Enfin, c'est un des seuls gouvernements qui a hissé un rocker au poste de ministre des droits de l'homme - qui a réussi d'ailleurs à perdurer après la chute du gouvernement (c'est le seul d'ailleurs !). Assurément cela méritait six mois de présidence.
Au final, maintenant, après la présidence slovène - qui sans atteindre le summum tchèque - avait été plutôt très terne, les deux prochains "nouveaux Etats membres" qui vont prendre les rênes de l'UE : la Hongrie en 2010 et la Pologne en 2011 ont un sacré challenge devant eux : nous surprendre, positivement, comme l'avaient marqué leurs homologues du Portugal en 1992, d'Autriche en 1998, et de Finlande en 1999 qui avaient surpris par leur "efficacité" et leur dynamisme.

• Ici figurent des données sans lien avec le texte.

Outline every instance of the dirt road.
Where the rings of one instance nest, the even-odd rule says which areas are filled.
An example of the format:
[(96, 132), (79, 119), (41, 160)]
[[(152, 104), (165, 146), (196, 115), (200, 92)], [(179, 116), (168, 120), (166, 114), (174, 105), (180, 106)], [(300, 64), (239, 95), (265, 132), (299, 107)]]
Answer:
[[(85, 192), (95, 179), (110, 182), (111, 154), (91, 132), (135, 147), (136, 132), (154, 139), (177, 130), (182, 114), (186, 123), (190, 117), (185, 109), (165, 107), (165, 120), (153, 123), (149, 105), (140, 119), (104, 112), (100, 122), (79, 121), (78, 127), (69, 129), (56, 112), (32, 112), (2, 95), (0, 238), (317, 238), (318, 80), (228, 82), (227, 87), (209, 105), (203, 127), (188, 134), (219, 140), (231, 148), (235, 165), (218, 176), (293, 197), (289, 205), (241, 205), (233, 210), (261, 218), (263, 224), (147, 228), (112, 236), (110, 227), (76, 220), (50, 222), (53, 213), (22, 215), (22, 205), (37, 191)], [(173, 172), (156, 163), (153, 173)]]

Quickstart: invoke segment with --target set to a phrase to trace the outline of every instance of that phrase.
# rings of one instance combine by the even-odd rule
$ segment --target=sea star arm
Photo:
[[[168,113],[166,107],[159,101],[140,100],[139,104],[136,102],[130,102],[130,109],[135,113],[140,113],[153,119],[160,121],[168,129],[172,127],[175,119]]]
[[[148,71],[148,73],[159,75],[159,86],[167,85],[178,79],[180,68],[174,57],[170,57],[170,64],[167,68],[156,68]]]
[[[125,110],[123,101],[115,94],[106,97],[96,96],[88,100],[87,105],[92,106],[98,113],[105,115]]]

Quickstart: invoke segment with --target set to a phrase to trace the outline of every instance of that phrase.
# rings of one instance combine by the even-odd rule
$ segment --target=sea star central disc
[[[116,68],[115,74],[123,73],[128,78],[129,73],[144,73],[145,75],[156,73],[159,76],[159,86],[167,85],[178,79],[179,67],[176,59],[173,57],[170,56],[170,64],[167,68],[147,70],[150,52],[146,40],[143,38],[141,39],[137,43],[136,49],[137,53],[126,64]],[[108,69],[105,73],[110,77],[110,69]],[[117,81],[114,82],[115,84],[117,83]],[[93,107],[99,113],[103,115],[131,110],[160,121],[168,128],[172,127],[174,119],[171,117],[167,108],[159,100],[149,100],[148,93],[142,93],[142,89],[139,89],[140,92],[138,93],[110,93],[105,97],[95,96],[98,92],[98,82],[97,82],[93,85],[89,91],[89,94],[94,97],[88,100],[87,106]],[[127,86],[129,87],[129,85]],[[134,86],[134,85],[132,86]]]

(1) A l'exception notable d'une tuerie interne à Eufor, le 7 avril 2009 (mais la présidence n'y est pour rien). Un légionnaire du 2e régiment étranger d'infanterie de Nîmes (qui participait à l'Eufor) a "pété les plombs" à Abéché et tué 4 personnes : deux soldats de son régiment et un soldat togolais (Minurcat) au Camp des étoiles, ainsi qu'un paysan tchadien (lors de sa fuite).